These days i like to take a few
different lures or toys up with me to try out. I go for 3 week spans, so
have plenty of time to give stuff a pretty good crack. This trip I had
with me as my "projects" my new Kilwell PE3 rod set, I had several River
to Sea (R2C) lures that I wanted to use on the new rod, which I had
built specifically to use such lures), and a range of Sebile and Berkley
lures from Purefishing.
Firstly, I had a bunch of little wee
lures from Berkley, sub-dogs and... others, I have forgotten their
names. Both little stickbaits, bibless lures and small bibbed minnows. I
had these matched to a 6lb berkley nanofil line/1000 Abu Soron reel
set, and man, they were a pile of fun.
The first one I used was... I
think... called a scum dog or something (I left all the packaging at
home to save weight, so am a little shakey on the names now), a little
floating surface/twitch bait lure. On the flats, this lure was just
deadly, working on the top or at most an inch or so below the surface,
it managed to stay out of the sea-grass, but was close enough to nail a
succession of small fish like the os'sanga (sweetlips n roviana
language) and trevallies...
.. this is a sub-dog, not the surface scum-dog, lure, with an os'sanga. Sorry it is in B/W. Flamin' camera, grrrr...
...
but I also had a ball, in the slightly deeper, less grassy, areas with
the sub-dogs, as these slightly heavier lure cast about 10m further than
the scumdogs. I also had a small popper from the range, which was a hit
with trevallies on the shallows....
...
and the small bibbed minnows were also deadly flicking around mangrove and reefy areas...
...
only trouble is that the 2 or 3 examples I had did not last long enough
for more pictures :-) It is a hard and short life for light tackle
lures in the tropics!
... headin' fer the coral!
I
also was very keen to try the sebile lures I had with me, this time in
sufficient numbers to be able to use them properly. By far the most
effective Sebile I used this trip (as a surface/casting lure) was the
small Stick Shadd. These just recently arrived in NZ, I had 2 with me,
and after re-rigging them with decent salt water, solid hooks, (size 1
or 2 owner 4x strongs), they proved to be deadly as a faster retrieve
lure for all sorts of fish....
... again, all on my sweet 20lb Kilwell set-up.

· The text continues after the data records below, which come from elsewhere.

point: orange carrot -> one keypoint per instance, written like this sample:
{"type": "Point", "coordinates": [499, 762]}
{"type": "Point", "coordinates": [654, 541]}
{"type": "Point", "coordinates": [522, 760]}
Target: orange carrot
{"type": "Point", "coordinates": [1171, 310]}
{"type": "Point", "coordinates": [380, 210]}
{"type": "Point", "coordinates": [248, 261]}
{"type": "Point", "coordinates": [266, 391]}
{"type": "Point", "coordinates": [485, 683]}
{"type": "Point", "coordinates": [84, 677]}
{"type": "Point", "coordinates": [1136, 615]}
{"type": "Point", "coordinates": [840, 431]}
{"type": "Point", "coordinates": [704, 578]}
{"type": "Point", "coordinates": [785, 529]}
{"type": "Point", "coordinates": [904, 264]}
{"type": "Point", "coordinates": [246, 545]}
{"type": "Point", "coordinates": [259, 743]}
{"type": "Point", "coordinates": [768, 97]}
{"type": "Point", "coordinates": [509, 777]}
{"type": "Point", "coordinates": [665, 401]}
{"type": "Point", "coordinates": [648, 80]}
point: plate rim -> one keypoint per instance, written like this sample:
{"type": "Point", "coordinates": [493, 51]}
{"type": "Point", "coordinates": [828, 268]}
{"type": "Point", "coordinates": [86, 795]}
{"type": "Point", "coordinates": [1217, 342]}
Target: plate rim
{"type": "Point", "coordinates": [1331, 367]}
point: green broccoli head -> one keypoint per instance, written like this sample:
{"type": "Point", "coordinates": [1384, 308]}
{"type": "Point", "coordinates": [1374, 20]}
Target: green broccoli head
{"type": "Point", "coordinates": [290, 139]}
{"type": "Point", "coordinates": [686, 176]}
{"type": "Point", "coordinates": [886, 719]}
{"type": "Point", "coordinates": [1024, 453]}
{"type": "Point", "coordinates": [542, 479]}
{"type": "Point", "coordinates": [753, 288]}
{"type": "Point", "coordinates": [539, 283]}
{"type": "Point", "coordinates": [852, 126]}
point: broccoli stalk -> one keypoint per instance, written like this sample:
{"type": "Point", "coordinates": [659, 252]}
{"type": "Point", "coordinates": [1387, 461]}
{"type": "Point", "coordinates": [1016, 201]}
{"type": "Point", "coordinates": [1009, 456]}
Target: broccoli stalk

I got fish on the otehr sebiles, the splasher(popper) and bongo-jerks etc...
...
but
the small stick shadd was for me the stand-out in this range, and one I
think will be a superb general lure here in NZ too, for kings, kahawai
and probably snapper as well.
The next range of lures I had were the R2C lures.
Without
a doubt, for me the small R2C Wideglide was the go-to lure of the trip
when working the reefs. This is because I was using the light set so
much, when I used the heavy gear, my favourite was the R2C Doggie....
...
.... but on the light set? The small Wideglide. I have so many pics of fish on this lure, where do I start?
.
....
...they
are an excellent lure, given they have a very slow action, really just a
twitch-retrieve style that leaves the lure jerking about over the
target areas for much longer than other lures that need a faster
retrieve, such as various poppers etc.
Awesome little lure, just wish they had some sexier colours is all.
Other
R2C lures were also deadly of course, the bubble-pop poppers (not the
biggest version but there 4inch one) was lethal (no, not you Eric) on
all sorts of fish, mainly the trevallies....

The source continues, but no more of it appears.